Modeling Urea-Water Solution Droplet Evaporation

Abstract

A computational solver has been developed for the calculation of urea-water-solution (UWS) droplet vaporization. It is based on the solution of the mass density, chemical species transport, and energy within the droplet, and it is fully coupled to the jump conditions for species and energy transport at the droplet interface, and the phase-equilibrium conditions. Pressure-volume-temperature relationships and fugacities are predicted using the Peng-Robinson equation of state.

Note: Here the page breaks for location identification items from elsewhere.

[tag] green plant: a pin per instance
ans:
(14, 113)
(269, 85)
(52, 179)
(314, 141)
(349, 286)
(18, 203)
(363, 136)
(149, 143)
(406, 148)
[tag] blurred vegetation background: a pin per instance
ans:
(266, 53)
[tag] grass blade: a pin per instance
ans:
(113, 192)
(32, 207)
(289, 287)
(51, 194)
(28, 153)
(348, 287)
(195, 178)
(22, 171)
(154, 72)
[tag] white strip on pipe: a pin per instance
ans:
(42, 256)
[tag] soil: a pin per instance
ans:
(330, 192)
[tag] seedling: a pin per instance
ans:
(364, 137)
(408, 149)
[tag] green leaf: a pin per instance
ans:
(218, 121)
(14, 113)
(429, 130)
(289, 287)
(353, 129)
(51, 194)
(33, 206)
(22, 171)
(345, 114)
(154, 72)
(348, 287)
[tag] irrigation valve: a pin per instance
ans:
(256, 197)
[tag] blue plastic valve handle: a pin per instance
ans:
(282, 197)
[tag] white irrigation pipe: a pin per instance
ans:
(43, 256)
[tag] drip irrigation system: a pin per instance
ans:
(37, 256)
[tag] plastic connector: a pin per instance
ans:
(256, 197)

The numerical code is validated by testing its ability to resolve the dynamics of internal species and temperature fields during phase change, predict phase equilibrium for UWS and hydrocarbon systems, and predict vaporization for C 7H16, C 7H16/C 10H22, and UWS droplets. Results show that UWS droplet vaporization can be divided into three different phases consisting of (i) temperature rise at nearly constant composition, (ii) overall urea enrichment at nearly constant temperature, and (iii) simultaneous overall heating and urea enrichment of the entire droplet. The third phase is typically characterized by solidification of the gas-liquid interface, producing a urea shell, a state that can potentially lead to micro-explosions. Higher ambient temperatures are shown to promote urea solidification more readily than lower temperatures to the decreasing role of liquid species diffusion with increasing temperature.